Visitando o primeiro salão da catacumba, encontrei ali uma pintura do Bom Pastor, que datava, com toda certeza, do fim do primeiro século.

Parecia o mesmo traçado e o mesmo colorido dos quadros encontrados no quarto sepulcral da pirâmide de Caius Ceslius, que tinha visitado pouco antes.

Ao lado do Bom Pastor havia outras figuras de Jesus Cristo e dos Apóstolos.

Todos eram da mesma época.

O Sr. de Rossi levou me a outro quarto, onde havia a Virgem Maria tendo o seu Filho sobre os joelhos, recebendo os presentes dos Reis Magos.

Ó doce e piedosa comparação! Rafael deve ter visto diversas pinturas das catacumbas e delas se aproveitado.

Seu Adão e Eva, da abóbada da sala della Signatura no Vaticano, encontra-se quase idêntico 'no cemitério de Domitila.

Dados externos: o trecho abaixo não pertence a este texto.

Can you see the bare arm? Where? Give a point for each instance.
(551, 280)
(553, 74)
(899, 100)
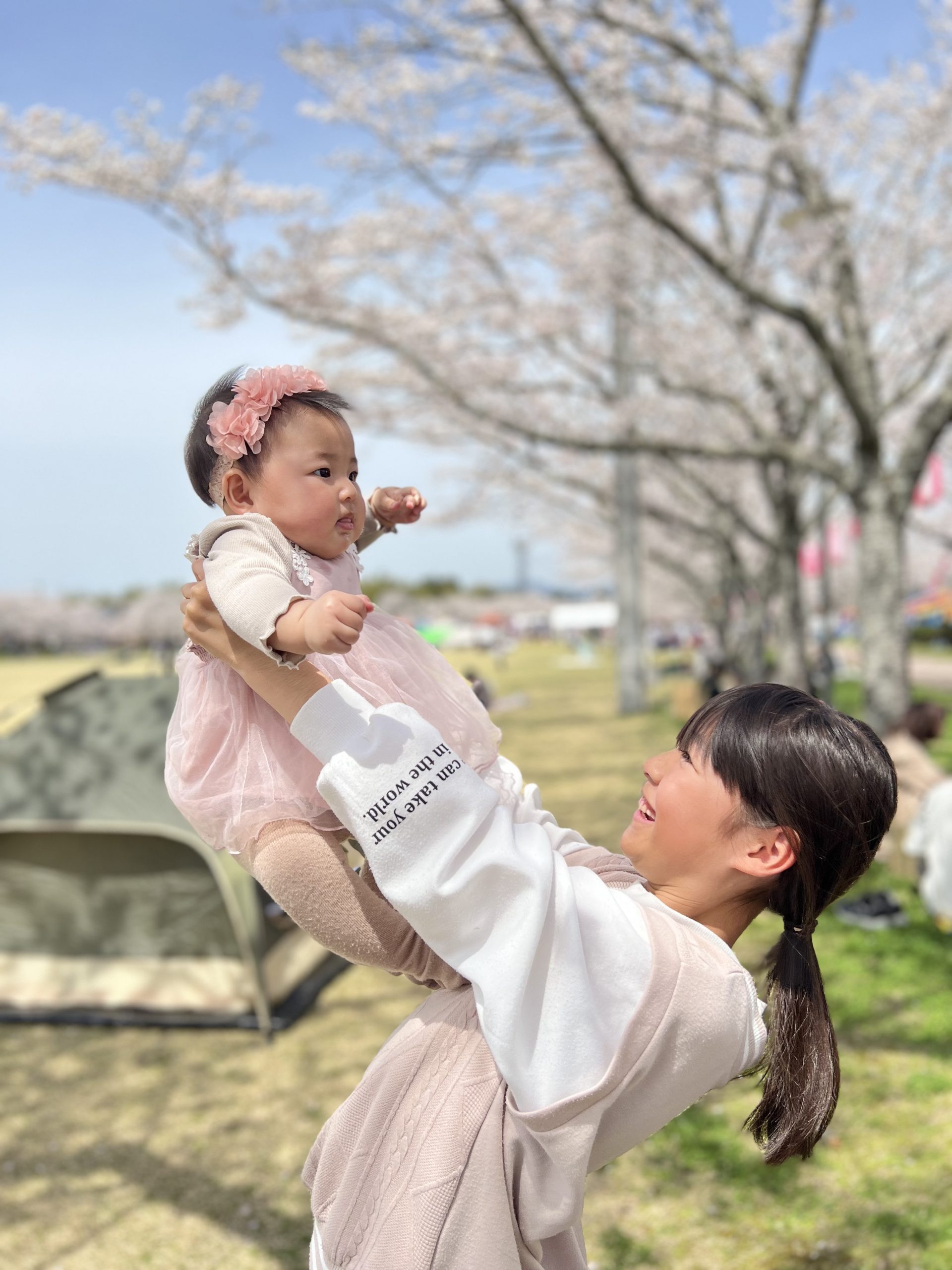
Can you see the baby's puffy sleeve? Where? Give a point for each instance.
(248, 573)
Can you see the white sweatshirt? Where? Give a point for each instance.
(559, 962)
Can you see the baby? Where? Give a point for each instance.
(273, 451)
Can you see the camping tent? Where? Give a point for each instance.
(112, 910)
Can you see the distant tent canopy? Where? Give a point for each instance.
(112, 910)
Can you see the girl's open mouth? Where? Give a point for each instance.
(645, 813)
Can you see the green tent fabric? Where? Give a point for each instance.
(112, 910)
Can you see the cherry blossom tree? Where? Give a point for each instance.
(538, 176)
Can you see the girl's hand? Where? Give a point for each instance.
(203, 625)
(398, 505)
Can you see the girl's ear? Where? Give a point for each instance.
(237, 492)
(770, 854)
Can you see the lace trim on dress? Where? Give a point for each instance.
(301, 564)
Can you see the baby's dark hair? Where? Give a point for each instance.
(200, 456)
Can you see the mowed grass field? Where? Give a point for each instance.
(178, 1151)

Por sua vez, a Virgem da mesma catacumba possui a graça casta e a forma esbelta de uma madona de Rafael.

A fé do católico exalta-se, reconhecendo com provas indubitáveis o culto da Mãe de Deus, estabelecido nas épocas mais remotas da primitiva Igreja.

Estas pinturas são veneráveis e garantias certas da antiguidade apostólica do culto da Virgem Sma.

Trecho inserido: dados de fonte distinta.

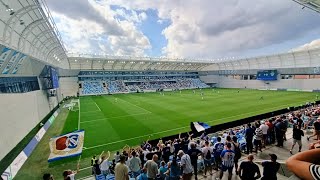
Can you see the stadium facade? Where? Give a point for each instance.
(36, 72)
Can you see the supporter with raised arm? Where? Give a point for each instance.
(186, 165)
(193, 152)
(206, 152)
(270, 168)
(316, 133)
(152, 167)
(249, 132)
(69, 174)
(248, 170)
(264, 129)
(227, 157)
(135, 164)
(305, 165)
(104, 165)
(297, 133)
(121, 169)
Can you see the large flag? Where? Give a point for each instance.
(66, 145)
(199, 126)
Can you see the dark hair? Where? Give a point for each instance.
(122, 158)
(234, 138)
(46, 176)
(219, 139)
(174, 161)
(228, 138)
(65, 173)
(133, 153)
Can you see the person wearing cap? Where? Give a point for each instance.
(316, 132)
(47, 176)
(264, 129)
(227, 157)
(297, 134)
(305, 165)
(152, 167)
(186, 165)
(121, 171)
(248, 170)
(270, 168)
(193, 152)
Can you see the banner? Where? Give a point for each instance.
(267, 75)
(199, 126)
(3, 56)
(67, 145)
(11, 62)
(20, 62)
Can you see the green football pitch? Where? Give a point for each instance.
(112, 121)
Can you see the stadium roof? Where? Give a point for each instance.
(27, 26)
(311, 4)
(135, 63)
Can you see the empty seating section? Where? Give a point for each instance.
(99, 82)
(91, 87)
(116, 87)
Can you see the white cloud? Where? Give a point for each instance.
(93, 27)
(308, 46)
(200, 29)
(215, 28)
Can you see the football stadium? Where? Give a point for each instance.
(159, 89)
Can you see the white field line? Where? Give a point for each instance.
(172, 129)
(114, 117)
(134, 105)
(79, 115)
(90, 111)
(97, 106)
(132, 138)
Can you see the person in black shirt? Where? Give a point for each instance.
(297, 133)
(248, 170)
(280, 131)
(316, 132)
(249, 132)
(194, 153)
(96, 168)
(270, 168)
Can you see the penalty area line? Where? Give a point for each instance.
(97, 106)
(115, 117)
(147, 135)
(177, 128)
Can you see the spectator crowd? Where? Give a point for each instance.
(184, 157)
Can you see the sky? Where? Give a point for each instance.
(197, 29)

Se tratássemos com incrédulos, podíamos citar ainda, como prova deste culto nos primeiros tempos, os Evangelhos apócrifos, compostos nos primeiros séculos, que dizem mais respeito a Maria Sma. do que ao Salvador.

Outra prova se encontra nas diversas liturgias que, por todos os entendidos, são reputadas de origem apostólica e que consagram parte de suas preces e glorificações ao culto da Mãe de Deus.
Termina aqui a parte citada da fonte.